The county and Lexington Medical Center are working together to fund companion “smart light” control systems. The collaborative project will equip ambulances and other emergency vehicles with devices that tell traffic lights the vehicle is coming through. The special technology installed on traffic lights then uses cameras, traffic data and control devices to turn lights green and keep traffic moving for emergency responders.
Efforts will be concentrated on a particularly congested part of the county — the stretch of U.S. 378 between Lott Court in the town of Lexington and Hummingbird Drive in West Columbia.
Without the new devices, emergency responders have had to rely on trusting other drivers to move out of the way. That’s not a fail-proof strategy, said David Kerr, the county’s public safety director.
“You’re dependent 100 percent on your vehicle lights and your vehicle sirens to clear the intersection,” he said.

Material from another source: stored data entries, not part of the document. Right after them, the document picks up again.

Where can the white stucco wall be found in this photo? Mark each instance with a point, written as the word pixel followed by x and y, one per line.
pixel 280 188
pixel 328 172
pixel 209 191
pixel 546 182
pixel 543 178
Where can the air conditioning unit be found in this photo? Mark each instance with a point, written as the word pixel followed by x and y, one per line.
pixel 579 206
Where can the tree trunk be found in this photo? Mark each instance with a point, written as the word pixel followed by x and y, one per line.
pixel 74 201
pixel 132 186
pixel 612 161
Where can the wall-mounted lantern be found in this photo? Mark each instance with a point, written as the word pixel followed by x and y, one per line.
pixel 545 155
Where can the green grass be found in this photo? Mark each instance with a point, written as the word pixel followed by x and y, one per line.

Oftentimes, if traffic is at a standstill or stopped at a red light, emergency vehicles will need to drive in the opposite lane, Kerr said, which is dangerous. So while the technology will get responders to the callers more quickly, that is not the number one goal, he said.
“It’s safety, safety, safety, for us and all of our citizens ... if we have a unit involved in a traffic accident, it stops us from being able to provide service for a citizen who called us. This will have a huge impact,” Kerr said.
The county plans for 16 of its 28 ambulances, and some fire trucks, to be equipped with traffic signal emitters by next year, according to a news release. After that, county officials will budget for four vehicles to be equipped per year, Kerr said. Lexington Medical Center pledged $2 million to improve intersections along the U.S. 378 corridor with the smart systems.